The Association of Administrative and Professional Staff, which represents nearly 5,000 university employees, was even clearer. It stated that they "feel violated and/or unsafe as well as wholly disrespected by their employer,” who “values the so-called 'free speech rights' of hate mongers more than the safety and well-being of the University community.”
And yet the university went ahead with that event anyway — prompting the Vancouver Pride Society to kick UBC out of the annual Pride Parade. At that point, President Ono assured the VPS that the issue would be addressed by the Board of Governors as well as both the Vancouver and Okanagan Senates. But those bodies have all met, and nothing has changed.

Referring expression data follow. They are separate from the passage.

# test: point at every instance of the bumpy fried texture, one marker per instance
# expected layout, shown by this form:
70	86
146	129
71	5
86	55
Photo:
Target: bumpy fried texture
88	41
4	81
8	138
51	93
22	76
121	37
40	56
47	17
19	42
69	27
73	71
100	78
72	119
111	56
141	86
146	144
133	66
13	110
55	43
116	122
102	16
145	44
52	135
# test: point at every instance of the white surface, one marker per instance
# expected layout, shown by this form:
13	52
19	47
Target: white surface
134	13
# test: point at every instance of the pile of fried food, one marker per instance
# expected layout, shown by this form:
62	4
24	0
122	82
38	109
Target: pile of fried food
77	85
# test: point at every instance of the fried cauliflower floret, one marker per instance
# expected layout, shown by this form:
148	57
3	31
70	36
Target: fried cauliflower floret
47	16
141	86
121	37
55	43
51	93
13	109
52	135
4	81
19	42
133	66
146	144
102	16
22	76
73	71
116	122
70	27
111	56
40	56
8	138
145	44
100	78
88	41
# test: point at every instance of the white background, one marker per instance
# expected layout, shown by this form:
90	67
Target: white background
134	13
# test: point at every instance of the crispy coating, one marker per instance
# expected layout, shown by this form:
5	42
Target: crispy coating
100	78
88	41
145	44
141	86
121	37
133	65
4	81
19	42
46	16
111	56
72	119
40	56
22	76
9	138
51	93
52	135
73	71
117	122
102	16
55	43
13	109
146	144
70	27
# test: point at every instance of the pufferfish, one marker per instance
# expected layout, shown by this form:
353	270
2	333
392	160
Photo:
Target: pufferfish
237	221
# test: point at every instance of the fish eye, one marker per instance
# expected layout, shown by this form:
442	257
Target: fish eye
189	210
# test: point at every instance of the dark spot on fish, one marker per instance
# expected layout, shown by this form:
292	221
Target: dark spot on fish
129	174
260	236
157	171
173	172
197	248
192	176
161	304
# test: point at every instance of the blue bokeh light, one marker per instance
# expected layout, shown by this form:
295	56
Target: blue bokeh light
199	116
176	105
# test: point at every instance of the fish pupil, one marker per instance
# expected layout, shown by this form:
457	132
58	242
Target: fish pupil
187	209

UBC’s administration has shown nothing but contempt for our concerns, repeatedly choosing to side instead with far-right extremists. Moreover, the university has explicitly supported the claims of the “Students for Freedom of Expression” and “Free Speech Club” by framing the issue exclusively in terms of academic freedom and freedom of expression. This obfuscates the key fact that these events are being used by extremists to increase their visibility, organization, and strength at UBC. It has become clear that students, faculty, and staff will have to join together in order to defend ourselves and our university from them.
We call on the administration to stop patronizing us by deliberately conflating “academic freedom” with “freedom of speech.” We call on it to stop responding to our legitimate opposition to far-right hate speech by simply telling us to seek counselling or go complain to the RCMP. We call on it to respect its own policies (e.g., Policies 3, 7, and 107, which have been renamed SC1, SC7, and UP9) and statements (especially the April 2018 “Freedom Matters” statement).
And we call on it to cancel the event scheduled for Wednesday, October 9.
Should these calls not be answered, Students Against Bigotry is organizing a rally to confront the white supremacists. But we can’t do it alone.
We call on the entire Vancouver community to speak out on social media, to discuss this issue with your friends and co-workers, to put up posters in your neighborhoods and workplaces, to voice your opinion directly to the university, and to mobilize and join our rally in large numbers.
Together, we can shut down white supremacy at UBC!